拝殿に私を迎え入れた時にも、彼女は、ああいう感じで私を呼んだ。
凪はきっと、いろんな人を、ああやって気楽に、平気に、自身の領域に迎え入れてしまう人なのだろう。私だから、というのではない。たまたまあの時、ここに迷い込んだのが私だった、というだけで。
私は、凪に言われるままに、靴を脱いで、社務所に上がった。雨のせいか、部屋全体が少し湿気っていて、蒸し暑い。
凪は、私を部屋に迎え入れるや否や、壁に立てかけてあったギターを抱え、床に胡座をかいて座った。私も凪に促されて、同じように、彼女の向かいに座った。
ジャカジャン、とギターを鳴らし、凪が私をじっと見る。少し眠そうな、でも、とても賢そうなまなざしで。

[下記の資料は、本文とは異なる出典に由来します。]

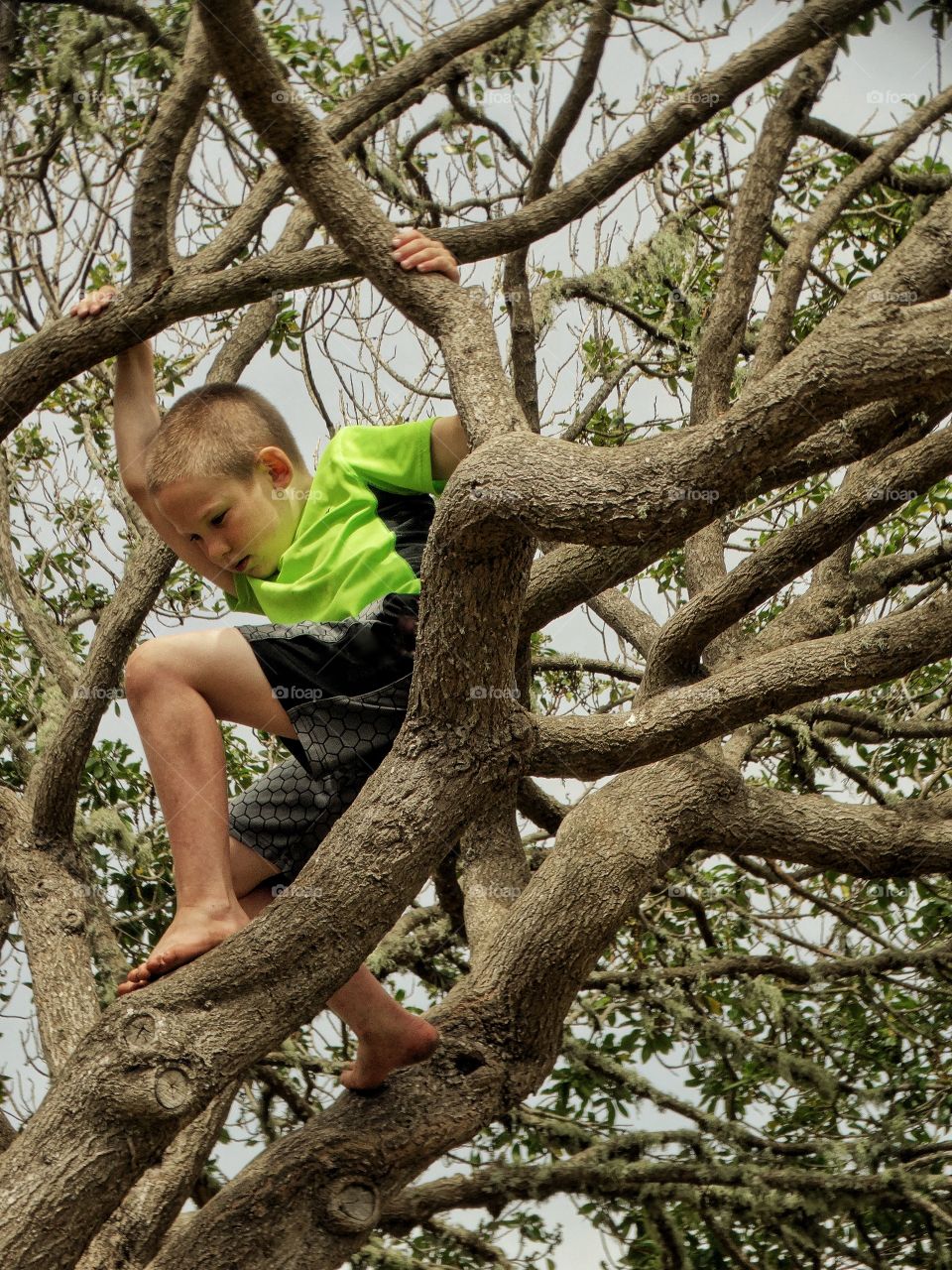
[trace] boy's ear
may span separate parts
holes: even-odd
[[[272,483],[278,489],[289,485],[294,479],[293,464],[281,446],[265,446],[264,450],[259,450],[256,462],[268,469]]]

「じゃあ、弾こかな。ちなみに、なんかリクエスト、ある?」
「……リクエスト…?」
それは、私が、この人に弾いてほしい曲をリクエストするということだろうか。
というか、それってすごくないだろうか。
それはつまり、リクエストされた曲を彼女が知ってさえいれば、たいていパッと弾ける、ということで。たくさんの曲を弾きこなせる自信がある、ということなのだろう。
驚いて目を白黒させていると、凪はくすくすと笑い出した。
「君、面白いな。しゃべるの、苦手?」
ああ、それは、よく言われる。
「苦手、ですね」
「どう苦手なん?」
どう、苦手……か。考えたこともなかった。
というか、そんなこと、誰かに聞いてもらったこともなかった。
私にとって「口下手」というのは結論であって、そこから何か掘り下げるようなものではなかったから。
私は生まれて初めて、それについて考えて。
言葉にしてみた。
「たぶん、一つの返答に決めるのが……苦手なんだと思います」
「ほぉん? なるほど?」
うんうん、と凪が首を縦に振る。
「テンポよく会話するには、一つの返答を、ポン、って、返さないといけないじゃないですか。バスケのパス練習みたいに。でも、私はたぶん、そういうのが苦手なんです。こう返そうかな、ああ返そうかな、って、いっぱい考えてしまうので」
自分の頭の中に探りを入れるようにして、ゆっくり、一つ一つ、言葉を紡いでいく。
決してテンポはよくなかったはずなのだけれど、凪は、うん、うん、と丁寧に相槌を打ちながら、私の話を聞いてくれた。
そして、私が話し終わると、凪は、そっかそっかー、と深くうなずきつつ、次のように言った。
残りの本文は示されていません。